Zhang Tianyou y los demás esperaron a sus refuerzos.

El jefe del club nocturno recibió la llamada y también se acercó, ansioso. No podía ni imaginar quién se atrevería a provocar a aquellos temibles jóvenes maestros. A estas alturas, todo el mundo en su círculo intentaba evitar a esos tipos que no hacían nada productivo y solo sabían jugar con supercoches y mujeres, ya que nada bueno podía salir de provocarlos por accidente. Aquellos cuatro jóvenes maestros provenían de familias supermillonarias. Sus familias figuraban en las listas de los más ricos e influyentes de Shangcheng, y también eran personajes importantes en todo el país.

—¡Joven Maestro Zhang! ¡Lamento si la hospitalidad no ha estado a la altura! ¿Qué les ha pasado? —El jefe se acercó con una sonrisa de disculpa, temeroso de provocar aún más al joven maestro.

A Zhang Tianyou ya le dolía la cara y estaba bastante avergonzado con la mitad de ella roja e hinchada. En ese momento, sintió que cualquiera que viniera a verlo estaba allí para reírse de él, así que apartó directamente al jefe de un empujón.

—¡Lárgate de mi vista! No te metas en lo de esta noche, ¡a no ser que no quieras seguir en Shangcheng en el futuro!

—Ah, Joven Maestro Zhang, por favor, apiádese de mí. Solo dirijo un pequeño negocio, estaré acabado si algo grave ocurriera aquí y las autoridades podrían cerrarme el local también…

—¿Es que no lo entiendes? —Zhang Tianyou le lanzó una mirada fría.

Poco después, más de veinte supercoches rodearon el club, haciendo rugir sus potentes motores.

Ninguno de estos supercoches costaba menos de 5 millones de yuanes, y había más de una docena que superaban los 10 millones. Al ver esto, la cara del jefe cambió inmediatamente.

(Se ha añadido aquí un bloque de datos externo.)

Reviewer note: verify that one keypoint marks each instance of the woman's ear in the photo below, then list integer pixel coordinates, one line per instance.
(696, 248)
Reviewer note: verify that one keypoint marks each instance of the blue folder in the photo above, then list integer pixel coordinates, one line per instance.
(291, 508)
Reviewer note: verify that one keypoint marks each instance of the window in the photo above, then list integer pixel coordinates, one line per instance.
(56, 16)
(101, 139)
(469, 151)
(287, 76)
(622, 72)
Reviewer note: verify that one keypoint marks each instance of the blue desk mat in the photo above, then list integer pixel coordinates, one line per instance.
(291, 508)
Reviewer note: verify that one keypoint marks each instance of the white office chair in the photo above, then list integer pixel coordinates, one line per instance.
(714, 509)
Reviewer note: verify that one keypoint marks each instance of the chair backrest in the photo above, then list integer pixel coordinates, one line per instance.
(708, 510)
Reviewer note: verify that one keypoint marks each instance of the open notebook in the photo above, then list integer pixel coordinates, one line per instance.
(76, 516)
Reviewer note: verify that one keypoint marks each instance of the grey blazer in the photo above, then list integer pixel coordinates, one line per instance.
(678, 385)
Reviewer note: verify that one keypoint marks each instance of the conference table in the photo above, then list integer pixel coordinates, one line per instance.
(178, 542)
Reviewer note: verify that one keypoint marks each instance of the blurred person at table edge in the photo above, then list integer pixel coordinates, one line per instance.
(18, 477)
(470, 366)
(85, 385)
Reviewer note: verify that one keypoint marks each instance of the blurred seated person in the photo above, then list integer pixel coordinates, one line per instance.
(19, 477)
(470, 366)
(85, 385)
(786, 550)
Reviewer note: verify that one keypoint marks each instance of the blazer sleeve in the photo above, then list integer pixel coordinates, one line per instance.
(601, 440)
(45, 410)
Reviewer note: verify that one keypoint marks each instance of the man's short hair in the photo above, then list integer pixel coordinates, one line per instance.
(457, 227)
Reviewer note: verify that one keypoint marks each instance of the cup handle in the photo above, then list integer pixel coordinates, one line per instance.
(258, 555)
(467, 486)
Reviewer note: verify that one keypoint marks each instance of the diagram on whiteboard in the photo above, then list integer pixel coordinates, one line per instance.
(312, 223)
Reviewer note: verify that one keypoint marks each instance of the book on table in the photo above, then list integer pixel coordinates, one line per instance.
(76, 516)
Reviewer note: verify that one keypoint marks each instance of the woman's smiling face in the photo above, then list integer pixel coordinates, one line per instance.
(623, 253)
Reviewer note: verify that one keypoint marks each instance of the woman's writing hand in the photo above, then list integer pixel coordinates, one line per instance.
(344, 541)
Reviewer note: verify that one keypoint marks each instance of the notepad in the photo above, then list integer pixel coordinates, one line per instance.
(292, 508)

—¡Mierda, es el Club de Supercoches!

Alguien con un patrimonio de un millón podía permitirse un coche de unos 200 mil, y alguien con un patrimonio de cinco millones podía permitirse un coche de entre 700 y 800 mil. Así que, para poder permitirse supercoches de millones de yuanes, no sería factible en absoluto si no tuvieran decenas de millones de yuanes en activos, porque solo el mantenimiento normal ya sería un problema. Y, para esos coches de más de diez millones de yuanes, tendrían que tener más de cien millones de yuanes en activos para poder permitírselo. Así que, así nació el Club de Supercoches, y la cantidad y el valor de los coches que poseías decidían tu posición en el club. Normalmente, podías unirte siempre que tuvieras un supercoche, y en realidad era solo un lugar para alardear de riqueza.

Y ahora, los que acababan de llegar eran los otros tres de los Cuatro Jóvenes Maestros. Con los cuatro ya reunidos, algo gordo estaba a punto de pasar.